Arrests with excessive use of force, withholding of documents, lack of medical attention, isolation and charges even for access to soap, were the conditions in which nine Cubans were kept in Mexican immigration centers in Puebla and Tlaxcala, revealed a report from the Ignacio Ellacuría Institute of Human Rights (Idhie) and the Department of Social Sciences of the Universidad Iberoamericana in Puebla.
In these centers, and based on 45 interviews conducted between 2020 and 2021, “migrants are processed in an inadequate way,” the investigation concluded. The person in charge of Immigration Affairs of the Idhie, Guillermo Yrizar Barbosa, affirms to 14ymedio that due to the conditions exhibited, these sites “can be considered torturous spaces”.
Jorge, a 39-year-old Cuban, spent 26 days locked up in the Puebla immigration center. “They treated me like a maximum security prisoner,” he said in the interview and even assured that he had suicidal thoughts. “For them -the agents- we are dogs. Migrants are worth nothing,” he stressed, emphasizing that he lived through “hell.”
The testimonies uncovered the irregularities inside the INM centers. Everything has a price and is defined by those in charge: a small bathroom soap is sold for 2 dollars, for making a 3-minute local call you have to pay 5 dollars and a cleaning kit costs 10.
“Fear dominates you. The police threaten to put you on the list for deportation, but you give them money and they let you out”
To this, we must add the lack of doctors. A person with epilepsy had to give two dollars to access his drugs. The only advice to which migrants have access is private and is provided for $1,000 by the Castelli law firm or, where appropriate, make deposits of between $500 and $700 to the guards” to let them out, as was the case with a migrant from Costa Rica, who “spent hours” after paying the agents.

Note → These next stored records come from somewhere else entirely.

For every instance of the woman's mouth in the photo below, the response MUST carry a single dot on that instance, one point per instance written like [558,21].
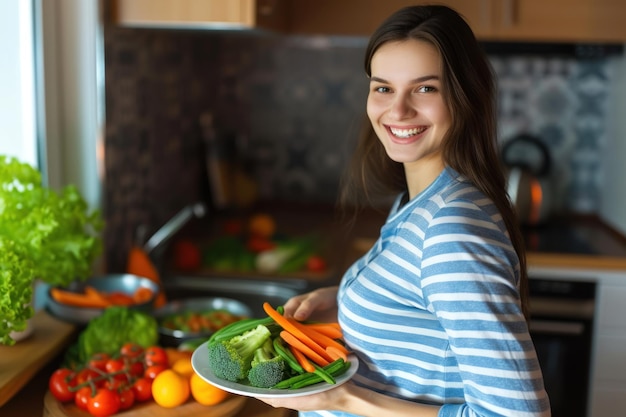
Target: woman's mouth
[406,133]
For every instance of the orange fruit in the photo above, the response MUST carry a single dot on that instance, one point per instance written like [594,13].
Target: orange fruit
[183,367]
[205,393]
[262,225]
[170,389]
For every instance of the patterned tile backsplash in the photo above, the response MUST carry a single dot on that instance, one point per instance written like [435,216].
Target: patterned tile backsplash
[293,106]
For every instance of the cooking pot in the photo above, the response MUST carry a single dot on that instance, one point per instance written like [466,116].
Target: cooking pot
[528,163]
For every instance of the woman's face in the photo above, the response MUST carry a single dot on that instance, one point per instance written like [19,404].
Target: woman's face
[405,103]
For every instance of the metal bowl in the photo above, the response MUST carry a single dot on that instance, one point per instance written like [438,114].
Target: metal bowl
[174,337]
[125,283]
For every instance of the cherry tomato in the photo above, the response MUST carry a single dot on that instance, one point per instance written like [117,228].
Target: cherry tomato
[316,263]
[83,395]
[142,387]
[114,384]
[85,375]
[117,367]
[60,384]
[127,398]
[134,366]
[131,350]
[98,361]
[104,403]
[153,370]
[155,355]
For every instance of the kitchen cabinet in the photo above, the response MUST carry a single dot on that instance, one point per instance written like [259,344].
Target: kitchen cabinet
[491,20]
[494,20]
[206,14]
[609,376]
[607,395]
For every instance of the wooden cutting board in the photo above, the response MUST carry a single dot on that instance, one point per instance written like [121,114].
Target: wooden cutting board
[228,408]
[20,362]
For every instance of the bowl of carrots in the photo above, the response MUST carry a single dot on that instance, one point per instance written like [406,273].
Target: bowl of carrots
[82,301]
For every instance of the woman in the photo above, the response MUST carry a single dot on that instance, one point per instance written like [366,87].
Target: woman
[435,311]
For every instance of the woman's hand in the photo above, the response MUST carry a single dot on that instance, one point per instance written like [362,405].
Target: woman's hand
[320,305]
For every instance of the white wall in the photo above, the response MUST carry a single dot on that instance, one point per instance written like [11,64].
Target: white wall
[17,81]
[73,95]
[613,205]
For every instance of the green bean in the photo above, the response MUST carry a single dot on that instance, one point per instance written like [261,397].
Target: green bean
[241,326]
[335,368]
[339,367]
[286,354]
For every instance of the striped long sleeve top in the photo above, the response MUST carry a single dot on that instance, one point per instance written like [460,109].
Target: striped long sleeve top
[433,313]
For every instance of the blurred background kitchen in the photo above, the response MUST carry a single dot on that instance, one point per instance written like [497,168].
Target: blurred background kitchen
[126,99]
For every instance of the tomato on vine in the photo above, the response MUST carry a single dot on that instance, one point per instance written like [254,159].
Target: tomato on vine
[131,350]
[152,371]
[60,384]
[127,397]
[85,375]
[83,395]
[142,387]
[155,355]
[98,361]
[104,403]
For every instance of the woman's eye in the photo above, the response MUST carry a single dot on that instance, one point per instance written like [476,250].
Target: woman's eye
[426,89]
[381,89]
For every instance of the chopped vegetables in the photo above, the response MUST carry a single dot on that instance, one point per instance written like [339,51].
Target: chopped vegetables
[278,352]
[199,321]
[94,298]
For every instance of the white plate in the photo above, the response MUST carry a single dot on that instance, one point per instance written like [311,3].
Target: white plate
[200,364]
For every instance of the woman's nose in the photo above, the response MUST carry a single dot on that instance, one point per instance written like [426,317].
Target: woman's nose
[401,107]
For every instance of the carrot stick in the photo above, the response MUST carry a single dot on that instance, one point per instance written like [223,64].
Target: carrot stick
[96,295]
[335,353]
[76,299]
[331,330]
[293,341]
[296,332]
[302,360]
[319,338]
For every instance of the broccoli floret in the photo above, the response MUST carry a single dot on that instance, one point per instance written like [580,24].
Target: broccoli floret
[268,368]
[231,359]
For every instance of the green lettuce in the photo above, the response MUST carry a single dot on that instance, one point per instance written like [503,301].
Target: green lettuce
[44,234]
[115,327]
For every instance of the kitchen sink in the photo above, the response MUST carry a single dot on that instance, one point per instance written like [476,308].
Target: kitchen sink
[252,292]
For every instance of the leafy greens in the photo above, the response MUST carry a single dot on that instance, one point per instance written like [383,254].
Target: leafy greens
[44,234]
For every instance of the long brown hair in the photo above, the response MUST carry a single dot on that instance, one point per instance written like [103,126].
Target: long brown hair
[470,146]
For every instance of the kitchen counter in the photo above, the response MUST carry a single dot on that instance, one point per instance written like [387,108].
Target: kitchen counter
[26,367]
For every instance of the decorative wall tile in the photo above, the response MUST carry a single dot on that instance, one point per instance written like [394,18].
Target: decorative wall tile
[295,105]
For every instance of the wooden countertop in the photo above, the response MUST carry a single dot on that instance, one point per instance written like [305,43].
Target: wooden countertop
[19,363]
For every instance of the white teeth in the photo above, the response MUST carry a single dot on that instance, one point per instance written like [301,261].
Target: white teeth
[405,133]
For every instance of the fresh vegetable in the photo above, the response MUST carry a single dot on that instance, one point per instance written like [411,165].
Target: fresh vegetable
[334,369]
[302,349]
[205,393]
[44,234]
[139,263]
[296,335]
[106,402]
[311,350]
[170,389]
[94,298]
[231,359]
[268,368]
[60,383]
[199,321]
[112,330]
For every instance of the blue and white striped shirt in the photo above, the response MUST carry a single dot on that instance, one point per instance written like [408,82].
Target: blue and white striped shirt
[433,312]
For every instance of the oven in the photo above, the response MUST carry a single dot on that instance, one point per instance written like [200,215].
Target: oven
[561,327]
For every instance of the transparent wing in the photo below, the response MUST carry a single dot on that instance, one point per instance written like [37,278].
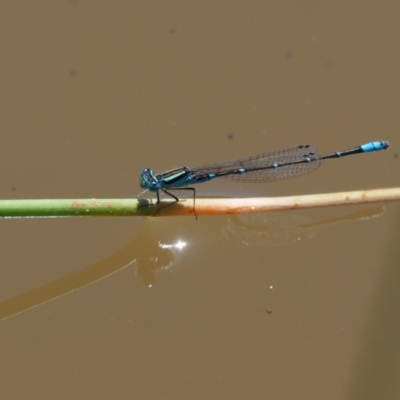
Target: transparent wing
[268,167]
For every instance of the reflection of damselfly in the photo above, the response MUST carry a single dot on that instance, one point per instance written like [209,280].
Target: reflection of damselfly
[268,167]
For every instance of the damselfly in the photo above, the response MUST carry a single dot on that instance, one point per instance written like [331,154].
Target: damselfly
[268,167]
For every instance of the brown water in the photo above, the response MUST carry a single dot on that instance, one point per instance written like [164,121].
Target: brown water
[297,305]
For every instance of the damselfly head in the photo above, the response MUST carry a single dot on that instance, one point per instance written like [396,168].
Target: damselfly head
[148,180]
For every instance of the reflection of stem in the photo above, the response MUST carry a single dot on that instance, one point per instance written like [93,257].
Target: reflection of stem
[141,207]
[363,214]
[64,285]
[147,259]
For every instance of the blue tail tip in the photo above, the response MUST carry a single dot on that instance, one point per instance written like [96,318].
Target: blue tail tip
[375,146]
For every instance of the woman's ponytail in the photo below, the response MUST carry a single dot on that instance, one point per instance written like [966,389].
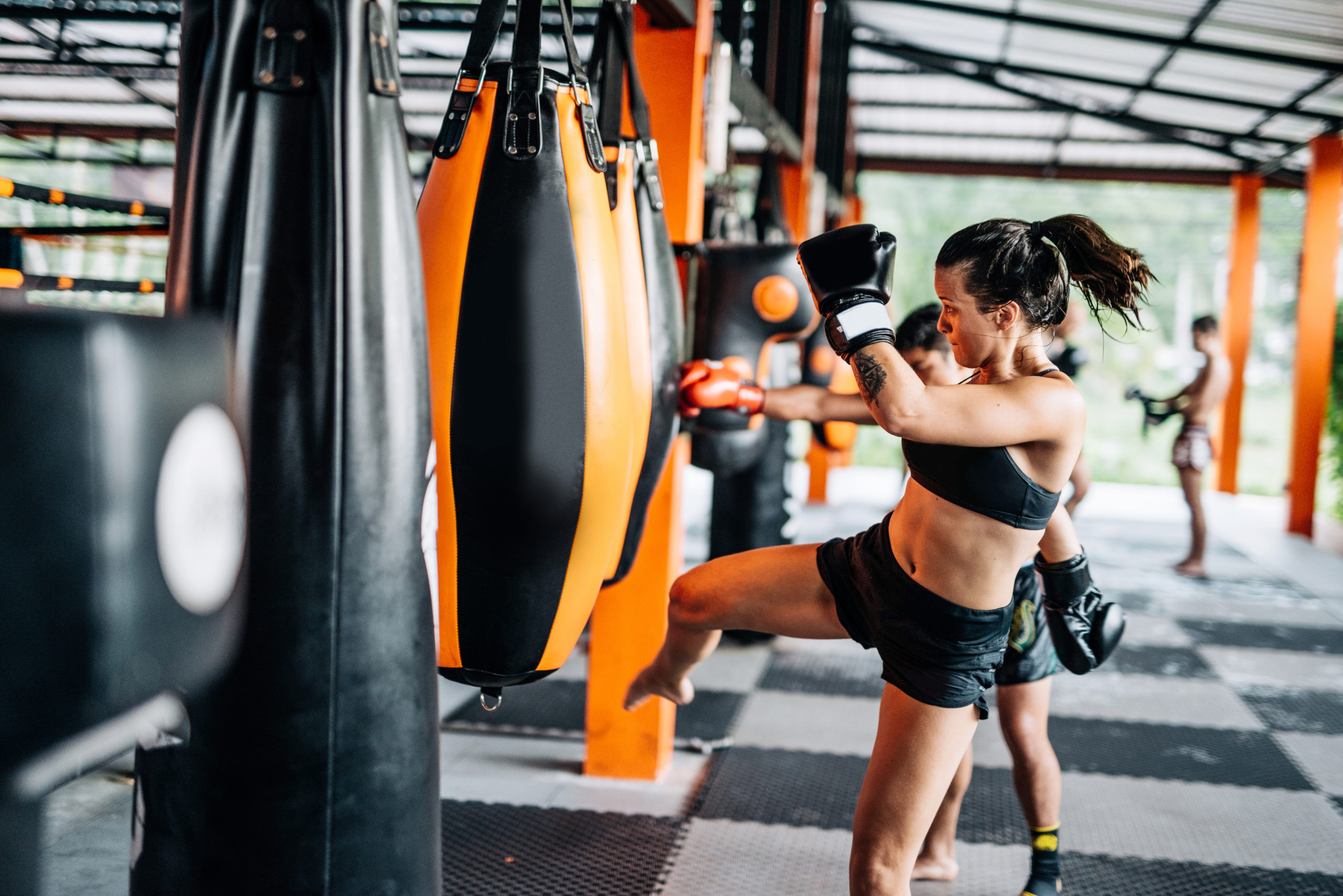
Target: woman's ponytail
[1110,276]
[1036,265]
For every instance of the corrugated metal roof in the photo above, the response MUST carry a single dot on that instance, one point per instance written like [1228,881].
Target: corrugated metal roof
[1179,85]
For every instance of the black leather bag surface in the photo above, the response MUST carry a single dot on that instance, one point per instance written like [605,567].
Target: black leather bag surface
[313,766]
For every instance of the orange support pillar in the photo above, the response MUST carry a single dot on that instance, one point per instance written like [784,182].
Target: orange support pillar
[629,622]
[818,466]
[672,63]
[795,178]
[1238,319]
[630,618]
[1315,311]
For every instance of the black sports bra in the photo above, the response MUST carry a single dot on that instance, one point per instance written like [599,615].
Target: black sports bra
[984,480]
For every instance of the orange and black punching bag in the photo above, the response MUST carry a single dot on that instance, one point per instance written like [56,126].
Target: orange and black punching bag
[823,367]
[534,408]
[312,767]
[749,297]
[652,285]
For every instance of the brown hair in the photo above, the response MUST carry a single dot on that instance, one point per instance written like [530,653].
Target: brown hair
[1005,260]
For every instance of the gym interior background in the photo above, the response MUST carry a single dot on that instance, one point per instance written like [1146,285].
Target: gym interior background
[1198,131]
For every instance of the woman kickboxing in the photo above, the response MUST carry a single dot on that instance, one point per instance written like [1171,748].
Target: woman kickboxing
[931,588]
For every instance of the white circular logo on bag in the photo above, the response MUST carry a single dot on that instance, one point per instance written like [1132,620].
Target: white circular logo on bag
[200,509]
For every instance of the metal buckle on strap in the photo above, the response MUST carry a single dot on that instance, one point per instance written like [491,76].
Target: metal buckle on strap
[523,126]
[588,119]
[646,157]
[460,105]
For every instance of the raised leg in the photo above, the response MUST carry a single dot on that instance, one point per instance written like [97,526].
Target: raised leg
[938,858]
[1192,482]
[916,755]
[1024,715]
[775,590]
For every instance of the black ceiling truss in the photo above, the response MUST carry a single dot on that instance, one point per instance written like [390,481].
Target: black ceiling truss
[1195,23]
[1248,150]
[1141,37]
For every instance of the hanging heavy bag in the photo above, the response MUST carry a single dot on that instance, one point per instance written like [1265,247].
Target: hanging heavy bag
[312,767]
[823,367]
[529,354]
[747,298]
[652,285]
[121,538]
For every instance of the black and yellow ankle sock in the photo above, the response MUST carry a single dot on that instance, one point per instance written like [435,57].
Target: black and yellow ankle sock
[1044,863]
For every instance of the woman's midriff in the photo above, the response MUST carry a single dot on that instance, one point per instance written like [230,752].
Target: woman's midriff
[957,554]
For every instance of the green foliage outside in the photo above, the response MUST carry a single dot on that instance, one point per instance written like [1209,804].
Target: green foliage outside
[1184,234]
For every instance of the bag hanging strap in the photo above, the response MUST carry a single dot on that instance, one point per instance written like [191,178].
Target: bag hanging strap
[582,92]
[645,148]
[485,31]
[615,42]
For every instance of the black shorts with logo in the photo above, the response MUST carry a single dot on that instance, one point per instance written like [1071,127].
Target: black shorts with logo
[1030,650]
[935,650]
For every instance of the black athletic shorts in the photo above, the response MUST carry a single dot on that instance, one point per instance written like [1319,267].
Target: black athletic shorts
[1030,650]
[935,650]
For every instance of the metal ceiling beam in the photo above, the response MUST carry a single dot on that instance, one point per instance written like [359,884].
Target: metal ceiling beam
[1080,27]
[1196,20]
[1108,82]
[1006,78]
[1051,139]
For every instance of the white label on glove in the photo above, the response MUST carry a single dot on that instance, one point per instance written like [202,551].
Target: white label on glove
[200,509]
[862,319]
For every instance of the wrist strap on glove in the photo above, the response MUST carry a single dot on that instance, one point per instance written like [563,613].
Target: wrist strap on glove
[1065,583]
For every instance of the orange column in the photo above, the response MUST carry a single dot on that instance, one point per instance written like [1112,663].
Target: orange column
[795,179]
[818,466]
[672,63]
[1238,319]
[1315,307]
[629,622]
[630,618]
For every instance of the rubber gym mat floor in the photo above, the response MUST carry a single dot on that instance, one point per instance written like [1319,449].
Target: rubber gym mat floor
[1205,758]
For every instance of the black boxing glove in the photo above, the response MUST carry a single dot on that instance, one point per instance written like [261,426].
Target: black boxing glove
[1084,628]
[849,273]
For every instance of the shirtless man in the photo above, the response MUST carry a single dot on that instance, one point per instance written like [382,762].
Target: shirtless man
[1024,680]
[1193,448]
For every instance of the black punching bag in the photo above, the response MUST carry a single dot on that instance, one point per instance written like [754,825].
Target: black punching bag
[121,540]
[312,766]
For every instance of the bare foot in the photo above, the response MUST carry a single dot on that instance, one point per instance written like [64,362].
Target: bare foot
[930,868]
[1190,570]
[652,683]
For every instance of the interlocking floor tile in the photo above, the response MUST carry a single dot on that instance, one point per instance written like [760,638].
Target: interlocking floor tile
[783,787]
[523,851]
[547,773]
[1320,756]
[849,676]
[1116,876]
[1181,663]
[1275,668]
[1279,637]
[1157,699]
[1291,710]
[812,722]
[992,813]
[1176,753]
[557,710]
[723,858]
[1193,821]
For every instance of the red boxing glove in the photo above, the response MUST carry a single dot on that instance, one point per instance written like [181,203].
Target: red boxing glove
[719,385]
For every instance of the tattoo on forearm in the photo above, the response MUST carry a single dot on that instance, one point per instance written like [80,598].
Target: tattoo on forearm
[872,377]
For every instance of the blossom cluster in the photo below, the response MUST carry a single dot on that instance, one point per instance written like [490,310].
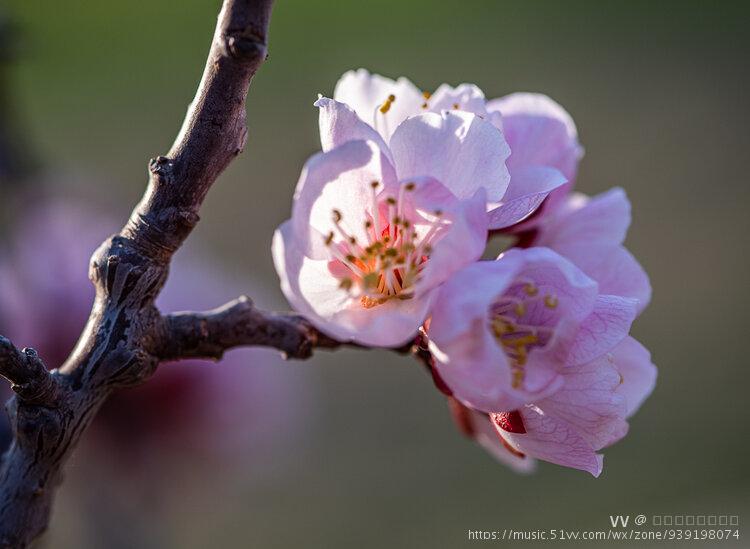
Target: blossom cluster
[384,247]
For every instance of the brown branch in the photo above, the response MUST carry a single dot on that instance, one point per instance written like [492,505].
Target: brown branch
[238,323]
[28,375]
[128,271]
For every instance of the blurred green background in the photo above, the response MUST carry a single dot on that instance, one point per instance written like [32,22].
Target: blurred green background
[659,92]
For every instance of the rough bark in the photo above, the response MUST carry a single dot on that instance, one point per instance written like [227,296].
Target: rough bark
[126,337]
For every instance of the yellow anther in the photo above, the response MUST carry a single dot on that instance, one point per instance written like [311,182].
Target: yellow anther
[521,342]
[517,379]
[386,106]
[370,280]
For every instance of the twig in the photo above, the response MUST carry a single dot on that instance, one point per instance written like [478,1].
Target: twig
[238,323]
[128,271]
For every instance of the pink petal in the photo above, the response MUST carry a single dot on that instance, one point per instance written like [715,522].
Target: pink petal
[540,132]
[464,239]
[584,225]
[467,356]
[603,329]
[365,93]
[552,439]
[459,149]
[618,273]
[464,97]
[553,274]
[338,124]
[527,190]
[489,439]
[588,401]
[314,292]
[337,180]
[638,373]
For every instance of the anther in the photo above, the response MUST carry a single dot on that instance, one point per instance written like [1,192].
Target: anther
[386,106]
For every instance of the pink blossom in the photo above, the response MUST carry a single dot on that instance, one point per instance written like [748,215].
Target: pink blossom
[590,232]
[587,414]
[540,132]
[503,331]
[534,354]
[45,299]
[543,158]
[370,240]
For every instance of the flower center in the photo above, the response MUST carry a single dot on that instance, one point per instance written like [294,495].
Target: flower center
[388,264]
[518,326]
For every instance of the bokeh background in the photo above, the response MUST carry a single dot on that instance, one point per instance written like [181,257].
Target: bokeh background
[368,455]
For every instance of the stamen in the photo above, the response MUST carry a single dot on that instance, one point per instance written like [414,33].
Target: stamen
[388,264]
[516,337]
[386,106]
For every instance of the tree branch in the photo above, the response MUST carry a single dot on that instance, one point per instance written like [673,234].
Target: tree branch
[117,346]
[238,323]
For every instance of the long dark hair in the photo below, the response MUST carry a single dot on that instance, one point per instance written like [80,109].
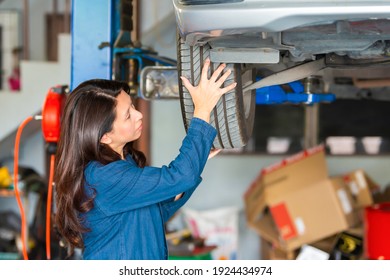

“Fear dominates you. The police threaten to put you on the list for deportation, but you give them money and they let you out,” Ernesto, a Cuban who is about to receive his humanitarian visa and spent 12 days in the prison, tells this newspaper. Las Agujas immigration station, located in Mexico City. “They arrested me because I had no papers.”
The lack of migratory documentation in Mexico is not a crime or a misdemeanor, but an administrative fault, for which a criminal sanction cannot be imposed. Based on the Immigration Law in force, the INM is the institution that decides if a person is expelled or deported.
José, another of the Cubans interviewed, spoke of the psychological pressures to which migrants are subjected and the mistreatment. “It is a human right to migrate” and seek a better way of living, he assured, but when he fell into a migration center he faced “acts of corruption” and was treated as “a criminal.”
However, some migrants cannot bear the pressure. The Idhie documented in its report that in Puebla a Cuban “tried to hang herself with clothes and blankets from the only basketball hoop that is in the small patio of the immigration station.” The citizen of the Island said that “she couldn’t stand being in there, without information about her case and being mistreated.”